On a personal note, I’ve had to deal with the even more annoying response of people assuming what I write based on my Cerebral Palsy. Many times, others have drawn the immediate conclusion that I’m a children’s book author. I’d like to say it’s because I did have that inclination as a kid and even penned a few stories back then, but the majority of people don’t know that. Instead, it seems they don’t see me having the potential to create something that doesn’t include farm animals and is longer than fifteen pages.
But I digress. Whatever your situation, that initial response doesn’t end after you first get started. Once you get a book published, some of those same people ask you again what it’s about and will likely react the same way they did before. From my experience, it continues to the next book, too. You quickly learn a person doesn’t have to read your work to pass judgement on it, and the genre is often the defining factor in that.
In truth, though, can we blame them? Of course not. After all, don’t we head straight for our favorite genre when we step into a bookstore and/or library?
However, we also can’t let someone else dictate what genre we write. I faced this from the very start of my writing journey. I decided I wanted to write when my mom took me to meet an author at our local library. During that visit, the author related that it’s easier to find a publisher for a nonfiction book at the beginning of one’s career. Hence, I pondered that for years, trying to come up with a topic that I could write about. Though I toyed around with a few ideas, in the end, I had to go with what I was passionate about and what I would thrive in—which was not nonfiction.
More than a decade later, I came up against this pressure again. When my first mystery novel, Husband in Hiding, came out, several friends repeatedly suggested I put out a love story. Last year, I followed through on that with the release of Forgetting My Way Back to You, which pacified them but seemed to disappoint many of my other readers.
My point is, people’s preferences and opinions vary, and as the saying goes, “You can’t please everyone.” Sure, it’s disheartening when someone doesn’t share your enthusiasm for your plotline, but you can’t let that dampen your zeal or try to cater to their tastes. Stick with what suits you, and your success may just change their minds.

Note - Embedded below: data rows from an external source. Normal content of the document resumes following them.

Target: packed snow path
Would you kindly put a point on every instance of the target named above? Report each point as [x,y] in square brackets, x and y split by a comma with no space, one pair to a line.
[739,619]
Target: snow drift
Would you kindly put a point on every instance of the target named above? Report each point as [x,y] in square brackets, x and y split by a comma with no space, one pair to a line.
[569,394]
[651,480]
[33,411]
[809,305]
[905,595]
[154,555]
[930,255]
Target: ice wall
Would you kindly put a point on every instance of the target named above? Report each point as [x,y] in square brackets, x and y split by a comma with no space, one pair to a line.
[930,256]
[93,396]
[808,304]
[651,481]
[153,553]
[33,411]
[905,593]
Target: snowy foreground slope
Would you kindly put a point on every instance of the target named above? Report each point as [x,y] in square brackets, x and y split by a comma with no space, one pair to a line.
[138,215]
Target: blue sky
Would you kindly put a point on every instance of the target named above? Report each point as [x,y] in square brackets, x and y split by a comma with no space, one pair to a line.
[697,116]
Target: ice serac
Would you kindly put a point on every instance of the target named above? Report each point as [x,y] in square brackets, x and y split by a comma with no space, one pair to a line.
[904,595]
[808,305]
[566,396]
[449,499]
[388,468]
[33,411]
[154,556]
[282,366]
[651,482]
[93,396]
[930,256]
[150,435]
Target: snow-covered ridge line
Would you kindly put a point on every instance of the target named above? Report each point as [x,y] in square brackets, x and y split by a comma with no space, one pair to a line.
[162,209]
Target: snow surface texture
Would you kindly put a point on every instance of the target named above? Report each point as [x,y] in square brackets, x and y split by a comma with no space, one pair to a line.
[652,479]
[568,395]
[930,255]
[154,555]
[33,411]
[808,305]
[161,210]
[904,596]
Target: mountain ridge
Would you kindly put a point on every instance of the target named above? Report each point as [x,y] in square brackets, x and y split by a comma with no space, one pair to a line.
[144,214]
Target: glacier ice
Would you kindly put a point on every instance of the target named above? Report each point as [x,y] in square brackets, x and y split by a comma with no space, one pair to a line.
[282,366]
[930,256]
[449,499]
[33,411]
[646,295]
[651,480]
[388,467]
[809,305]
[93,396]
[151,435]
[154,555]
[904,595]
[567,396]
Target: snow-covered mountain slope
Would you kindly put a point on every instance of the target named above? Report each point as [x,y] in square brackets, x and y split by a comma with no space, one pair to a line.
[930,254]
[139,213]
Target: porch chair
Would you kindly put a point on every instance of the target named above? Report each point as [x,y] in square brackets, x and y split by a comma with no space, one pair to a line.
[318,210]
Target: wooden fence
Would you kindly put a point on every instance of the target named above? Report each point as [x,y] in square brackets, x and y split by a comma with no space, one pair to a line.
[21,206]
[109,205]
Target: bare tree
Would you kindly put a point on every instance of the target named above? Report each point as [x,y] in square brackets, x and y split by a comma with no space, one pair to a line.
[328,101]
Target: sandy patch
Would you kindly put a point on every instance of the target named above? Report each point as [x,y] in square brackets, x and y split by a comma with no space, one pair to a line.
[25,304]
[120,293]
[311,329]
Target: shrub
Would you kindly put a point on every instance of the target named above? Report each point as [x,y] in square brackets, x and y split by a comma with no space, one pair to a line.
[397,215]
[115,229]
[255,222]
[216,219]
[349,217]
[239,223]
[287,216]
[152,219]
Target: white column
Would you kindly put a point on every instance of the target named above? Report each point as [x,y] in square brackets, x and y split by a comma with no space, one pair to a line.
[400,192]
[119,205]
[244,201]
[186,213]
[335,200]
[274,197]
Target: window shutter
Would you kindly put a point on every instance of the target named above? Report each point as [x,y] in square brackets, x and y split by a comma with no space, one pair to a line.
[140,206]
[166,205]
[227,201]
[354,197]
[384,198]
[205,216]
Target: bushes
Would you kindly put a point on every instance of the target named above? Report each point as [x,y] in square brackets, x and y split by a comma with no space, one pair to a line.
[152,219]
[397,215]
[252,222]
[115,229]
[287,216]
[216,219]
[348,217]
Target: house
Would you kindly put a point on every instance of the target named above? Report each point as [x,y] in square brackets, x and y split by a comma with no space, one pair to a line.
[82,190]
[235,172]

On the other hand, you also shouldn’t turn aside from a genre just because someone assumes that’s all you can do or because of a common stigma. Since so many assumed I’d write children’s books, I was adamant I never would. Now, I still have no immediate plans to, but I would if the right story took hold of my imagination.
Regardless of your choice of genre, the most important thing is to put your heart into it. Don’t be ashamed of it. Quite possibly, someone somewhere wants the story you’re writing today, so why let anybody talk you out of it?